Attorney Jason Tenenbaum regularly practices in all of these venues. His office at 326 Walt Whitman Road, Suite C, Huntington Station, NY 11746, is centrally located on Long Island, providing convenient access to courts and offices throughout Nassau County, Suffolk County, and New York City. Whether you need representation in a no-fault arbitration, a personal injury trial, an employment discrimination hearing, or an appeal to the Appellate Division, the Law Office of Jason Tenenbaum, P.C. brings $24+ years of real courtroom experience to your case. If you have questions about the legal issues discussed in this article, call (516) 750-0595 for a free, no-obligation consultation.

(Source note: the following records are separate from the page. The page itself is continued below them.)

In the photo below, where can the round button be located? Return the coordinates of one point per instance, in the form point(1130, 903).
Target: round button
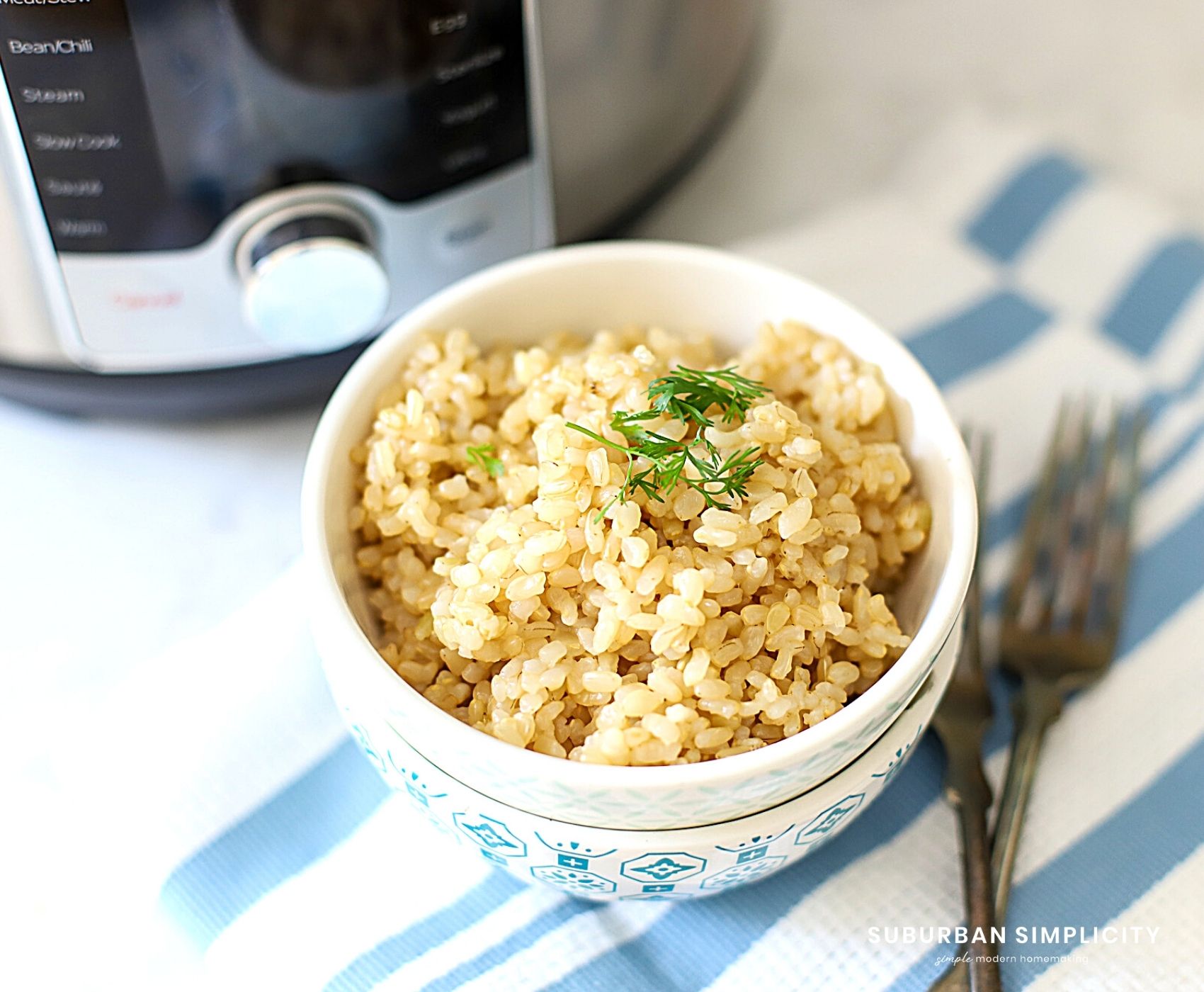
point(314, 284)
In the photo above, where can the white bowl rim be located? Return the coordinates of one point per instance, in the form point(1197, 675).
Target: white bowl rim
point(526, 764)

New York's substantive law also presents distinct challenges. In motor vehicle cases, the no-fault system under Insurance Law Article 51 provides first-party benefits regardless of fault, but limits the right to sue for non-economic damages unless the plaintiff establishes a "serious injury" under one of nine statutory categories. This threshold — codified at Insurance Law Section 5102(d) — requires medical evidence showing more than a minor or subjective injury, and courts have developed detailed standards for each category. Fractures must be documented through imaging studies. Claims of permanent consequential limitation or significant limitation of use require quantified range-of-motion testing with comparison to norms. The 90/180-day category demands proof that the plaintiff was unable to perform substantially all of their usual daily activities for at least 90 of the 180 days following the accident.

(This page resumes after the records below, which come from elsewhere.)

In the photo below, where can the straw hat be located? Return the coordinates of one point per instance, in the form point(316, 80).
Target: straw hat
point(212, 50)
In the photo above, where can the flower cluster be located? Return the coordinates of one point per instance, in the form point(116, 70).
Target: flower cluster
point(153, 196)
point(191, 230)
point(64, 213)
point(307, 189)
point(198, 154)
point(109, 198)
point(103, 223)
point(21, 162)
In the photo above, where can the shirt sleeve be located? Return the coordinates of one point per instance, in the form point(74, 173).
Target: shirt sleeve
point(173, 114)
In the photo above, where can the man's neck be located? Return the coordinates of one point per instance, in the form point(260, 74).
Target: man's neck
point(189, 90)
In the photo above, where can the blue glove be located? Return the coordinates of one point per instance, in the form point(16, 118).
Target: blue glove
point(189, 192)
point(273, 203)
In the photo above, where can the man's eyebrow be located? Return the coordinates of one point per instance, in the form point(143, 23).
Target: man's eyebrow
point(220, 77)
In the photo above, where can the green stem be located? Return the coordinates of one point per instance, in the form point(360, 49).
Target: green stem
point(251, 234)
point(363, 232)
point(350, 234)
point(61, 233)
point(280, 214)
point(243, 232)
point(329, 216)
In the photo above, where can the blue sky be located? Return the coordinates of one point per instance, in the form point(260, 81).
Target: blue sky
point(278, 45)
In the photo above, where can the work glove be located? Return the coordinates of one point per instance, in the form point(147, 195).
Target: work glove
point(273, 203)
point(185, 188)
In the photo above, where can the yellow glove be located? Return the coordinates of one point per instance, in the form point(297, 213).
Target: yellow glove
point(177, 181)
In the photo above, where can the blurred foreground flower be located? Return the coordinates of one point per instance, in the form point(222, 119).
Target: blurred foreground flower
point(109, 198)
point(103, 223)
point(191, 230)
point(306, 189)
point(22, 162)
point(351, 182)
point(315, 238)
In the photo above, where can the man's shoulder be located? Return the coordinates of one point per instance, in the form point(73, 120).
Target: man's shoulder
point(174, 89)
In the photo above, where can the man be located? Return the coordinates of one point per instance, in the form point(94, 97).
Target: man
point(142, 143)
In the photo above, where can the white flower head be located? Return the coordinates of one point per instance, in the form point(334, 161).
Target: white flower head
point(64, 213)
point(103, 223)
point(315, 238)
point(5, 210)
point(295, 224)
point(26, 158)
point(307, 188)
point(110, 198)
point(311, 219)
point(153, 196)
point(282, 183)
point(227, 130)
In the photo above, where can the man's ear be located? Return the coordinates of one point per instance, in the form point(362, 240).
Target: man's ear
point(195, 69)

In employment discrimination cases, the legal standards vary depending on whether the claim arises under state or local law. The New York State Human Rights Law employs a burden-shifting framework: the plaintiff must first establish a prima facie case by showing membership in a protected class, qualification for the position, an adverse employment action, and circumstances giving rise to an inference of discrimination. The burden then shifts to the employer to articulate a legitimate, non-discriminatory reason for its decision. If the employer meets this burden, the plaintiff must demonstrate that the stated reason is pretextual. The New York City Human Rights Law, by contrast, applies a broader standard, asking whether the plaintiff was treated less well than other employees because of a protected characteristic.